Most of the impracticality is perceived, not actual, or is the result of a misguided view on what the role of A/B testing is. These perceived issues can be addressed one by one, as this article just did. Uncovering false assumptions and mistaken views with regard to certain practical matters is how to debunk the myth.
Explaining the role of A/B testing is always a good starting point. It is a device for controlling business risk, attributing effects, and estimating their size. Simple as that.

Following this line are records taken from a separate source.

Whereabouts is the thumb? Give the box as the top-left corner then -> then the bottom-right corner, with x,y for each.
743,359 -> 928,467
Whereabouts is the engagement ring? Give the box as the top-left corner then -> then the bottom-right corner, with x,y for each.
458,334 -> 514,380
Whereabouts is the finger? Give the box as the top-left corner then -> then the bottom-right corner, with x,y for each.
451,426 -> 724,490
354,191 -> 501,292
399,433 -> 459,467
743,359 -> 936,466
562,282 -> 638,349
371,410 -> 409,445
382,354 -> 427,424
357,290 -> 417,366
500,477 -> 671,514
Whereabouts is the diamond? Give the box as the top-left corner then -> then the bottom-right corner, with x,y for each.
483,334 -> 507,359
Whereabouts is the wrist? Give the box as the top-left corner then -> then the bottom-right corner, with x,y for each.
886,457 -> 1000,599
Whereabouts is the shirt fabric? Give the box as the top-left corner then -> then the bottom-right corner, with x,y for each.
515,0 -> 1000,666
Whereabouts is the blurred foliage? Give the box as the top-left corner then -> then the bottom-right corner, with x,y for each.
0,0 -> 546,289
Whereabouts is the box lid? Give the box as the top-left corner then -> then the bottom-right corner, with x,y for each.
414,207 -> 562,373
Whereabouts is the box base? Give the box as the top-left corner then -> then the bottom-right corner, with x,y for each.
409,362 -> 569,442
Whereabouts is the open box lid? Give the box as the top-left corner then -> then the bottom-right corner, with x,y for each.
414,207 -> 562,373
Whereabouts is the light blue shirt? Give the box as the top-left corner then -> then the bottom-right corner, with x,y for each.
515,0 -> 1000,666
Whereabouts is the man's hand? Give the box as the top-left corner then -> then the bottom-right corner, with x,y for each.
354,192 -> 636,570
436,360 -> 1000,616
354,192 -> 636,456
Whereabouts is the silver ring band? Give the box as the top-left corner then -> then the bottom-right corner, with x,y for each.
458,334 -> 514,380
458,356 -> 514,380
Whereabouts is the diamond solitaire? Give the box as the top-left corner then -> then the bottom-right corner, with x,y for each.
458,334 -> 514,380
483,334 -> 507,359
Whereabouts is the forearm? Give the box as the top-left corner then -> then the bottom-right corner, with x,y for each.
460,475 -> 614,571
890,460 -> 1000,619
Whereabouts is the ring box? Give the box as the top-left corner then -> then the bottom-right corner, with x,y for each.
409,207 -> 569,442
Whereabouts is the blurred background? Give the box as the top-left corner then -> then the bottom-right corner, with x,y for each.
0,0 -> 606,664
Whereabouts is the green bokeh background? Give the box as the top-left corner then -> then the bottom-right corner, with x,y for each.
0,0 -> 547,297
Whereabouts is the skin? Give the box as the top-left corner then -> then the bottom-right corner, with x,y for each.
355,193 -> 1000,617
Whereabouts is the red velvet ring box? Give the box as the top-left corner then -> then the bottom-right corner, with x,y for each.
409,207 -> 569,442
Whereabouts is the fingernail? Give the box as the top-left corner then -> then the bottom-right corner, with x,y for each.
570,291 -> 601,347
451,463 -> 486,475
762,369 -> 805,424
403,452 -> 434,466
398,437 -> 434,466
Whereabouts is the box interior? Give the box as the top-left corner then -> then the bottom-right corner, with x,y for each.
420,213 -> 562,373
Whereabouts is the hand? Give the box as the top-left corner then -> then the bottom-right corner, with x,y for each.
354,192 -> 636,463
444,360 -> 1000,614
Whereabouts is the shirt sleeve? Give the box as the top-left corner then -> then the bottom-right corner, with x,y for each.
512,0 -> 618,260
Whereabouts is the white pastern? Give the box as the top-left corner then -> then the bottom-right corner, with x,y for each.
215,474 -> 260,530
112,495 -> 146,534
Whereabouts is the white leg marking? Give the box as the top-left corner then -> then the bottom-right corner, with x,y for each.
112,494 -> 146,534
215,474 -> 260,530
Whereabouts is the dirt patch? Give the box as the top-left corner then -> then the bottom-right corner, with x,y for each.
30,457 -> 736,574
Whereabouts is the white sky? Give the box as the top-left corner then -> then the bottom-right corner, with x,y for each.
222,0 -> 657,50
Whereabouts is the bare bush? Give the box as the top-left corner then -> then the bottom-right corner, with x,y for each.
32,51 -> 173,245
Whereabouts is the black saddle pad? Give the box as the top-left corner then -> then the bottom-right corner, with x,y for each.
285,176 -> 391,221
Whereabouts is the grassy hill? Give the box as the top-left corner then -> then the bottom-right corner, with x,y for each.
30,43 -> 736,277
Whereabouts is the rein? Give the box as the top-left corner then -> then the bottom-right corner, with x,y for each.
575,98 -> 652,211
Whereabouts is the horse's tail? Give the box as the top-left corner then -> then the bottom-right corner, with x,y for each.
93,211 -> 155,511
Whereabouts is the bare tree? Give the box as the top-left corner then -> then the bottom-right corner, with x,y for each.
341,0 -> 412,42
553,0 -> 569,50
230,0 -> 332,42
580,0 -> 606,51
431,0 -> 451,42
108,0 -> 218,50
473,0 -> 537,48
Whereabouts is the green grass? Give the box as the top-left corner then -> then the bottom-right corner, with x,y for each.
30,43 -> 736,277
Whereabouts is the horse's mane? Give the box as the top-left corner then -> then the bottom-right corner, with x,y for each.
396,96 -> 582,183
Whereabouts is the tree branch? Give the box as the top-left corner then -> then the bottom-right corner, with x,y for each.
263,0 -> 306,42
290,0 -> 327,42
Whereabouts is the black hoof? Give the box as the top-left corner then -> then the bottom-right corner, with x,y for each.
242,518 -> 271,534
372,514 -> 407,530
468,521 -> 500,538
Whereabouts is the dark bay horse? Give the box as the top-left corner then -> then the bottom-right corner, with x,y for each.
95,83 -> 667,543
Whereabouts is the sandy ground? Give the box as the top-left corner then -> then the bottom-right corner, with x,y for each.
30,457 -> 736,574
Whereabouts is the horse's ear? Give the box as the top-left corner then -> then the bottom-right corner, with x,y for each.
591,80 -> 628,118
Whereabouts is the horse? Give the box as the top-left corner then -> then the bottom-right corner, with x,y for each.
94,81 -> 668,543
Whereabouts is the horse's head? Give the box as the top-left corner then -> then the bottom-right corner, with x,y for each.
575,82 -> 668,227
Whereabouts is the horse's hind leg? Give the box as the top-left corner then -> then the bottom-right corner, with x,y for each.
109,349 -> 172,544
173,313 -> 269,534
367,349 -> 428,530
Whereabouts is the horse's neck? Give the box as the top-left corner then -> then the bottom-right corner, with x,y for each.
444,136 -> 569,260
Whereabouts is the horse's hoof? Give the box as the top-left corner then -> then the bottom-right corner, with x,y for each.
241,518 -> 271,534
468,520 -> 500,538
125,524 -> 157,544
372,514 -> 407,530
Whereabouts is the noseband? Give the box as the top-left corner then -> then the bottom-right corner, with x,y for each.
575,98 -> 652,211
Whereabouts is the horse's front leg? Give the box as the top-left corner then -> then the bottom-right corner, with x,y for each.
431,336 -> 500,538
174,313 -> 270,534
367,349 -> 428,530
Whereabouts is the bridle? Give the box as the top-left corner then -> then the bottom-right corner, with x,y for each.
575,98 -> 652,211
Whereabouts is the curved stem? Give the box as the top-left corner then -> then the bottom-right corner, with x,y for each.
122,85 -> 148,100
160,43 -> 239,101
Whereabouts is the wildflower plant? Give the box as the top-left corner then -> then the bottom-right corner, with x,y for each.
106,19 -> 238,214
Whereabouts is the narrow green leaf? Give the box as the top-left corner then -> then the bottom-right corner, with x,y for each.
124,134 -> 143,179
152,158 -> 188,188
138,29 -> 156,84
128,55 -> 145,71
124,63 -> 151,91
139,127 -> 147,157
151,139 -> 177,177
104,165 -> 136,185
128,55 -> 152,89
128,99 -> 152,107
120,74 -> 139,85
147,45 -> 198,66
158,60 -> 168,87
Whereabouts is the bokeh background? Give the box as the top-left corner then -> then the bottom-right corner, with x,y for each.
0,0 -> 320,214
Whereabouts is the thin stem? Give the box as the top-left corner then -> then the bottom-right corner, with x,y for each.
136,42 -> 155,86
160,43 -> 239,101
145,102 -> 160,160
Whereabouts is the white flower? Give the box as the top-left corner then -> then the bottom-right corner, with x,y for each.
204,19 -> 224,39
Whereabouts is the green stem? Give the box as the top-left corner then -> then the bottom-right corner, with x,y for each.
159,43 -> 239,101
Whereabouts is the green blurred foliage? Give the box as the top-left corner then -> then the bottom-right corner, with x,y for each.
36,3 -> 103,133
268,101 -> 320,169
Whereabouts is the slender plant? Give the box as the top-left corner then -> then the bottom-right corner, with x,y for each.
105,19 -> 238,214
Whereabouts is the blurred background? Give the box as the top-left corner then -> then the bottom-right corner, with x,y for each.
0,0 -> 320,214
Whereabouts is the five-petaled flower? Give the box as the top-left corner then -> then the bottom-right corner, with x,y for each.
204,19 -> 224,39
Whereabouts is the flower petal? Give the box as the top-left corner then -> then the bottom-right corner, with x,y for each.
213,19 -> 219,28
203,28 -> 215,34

It will also be helpful to stress the fact that each test can and should be designed so it brings a marginal improvement in terms of business ROI against a scenario in which the change is implemented without testing.
Showing a clear benefit from testing versus implementing straight away is by far the best tool to convince skeptics.
“I know proper testing is practical, but it is hard to get buy-in”
Finally, I sometimes hear the statements like this one, even from people who are mostly aware of what value rigorous experiments can bring to a business:
“A client or a boss won’t accept a scientifically rigorous A/B test, were I to propose one.”
To the above I say: “Not. True.”.
It might not be the easiest sell, but one has to try and will often be surprised at how effective the truth is. Yes, with a tougher audience you might need to resort to the occasional trick like running an A/A test while calling it an A/B test all up until it ends. When you finally reveal your sleight of hand, it may be a “magic trick” which stays with your boss, colleague, or client, for life. In other cases you might need to do a meta-analysis of previous efforts before you can demonstrate just how wrong the results of less-scientific efforts were. And there might be a metaphorical bloody nose or two, and perhaps even someone sobbing quietly in a bathroom. It is all for the better.
The role of the scientific method and statistical rigor in A/B testing
The role of A/B testing is to control business risk, to properly attribute effects, and to help estimate their size in the face of variability. It can be viewed as a last line of defense. A shield against bad decisions that look good to most, but also as a way to demonstrate a change is beneficial even against widespread opposition.
A/B tests would not have the above capacity if they are not conducted in a rigorous way.
In that sense, scientifically rigorous methodology and statistically rigorous tests are at the core of A/B testing. They are the very reason why one sets out to test, in the first place.
That rigor is what sets A/B testing apart from any other approach for estimating the impact of a change or intervention. Scientific and statistical rigor are what makes it excellent at managing business risk. These are precisely the qualities which give experiments the power to change minds.
And why are in this line of business if not to change minds by uncovering objective reality?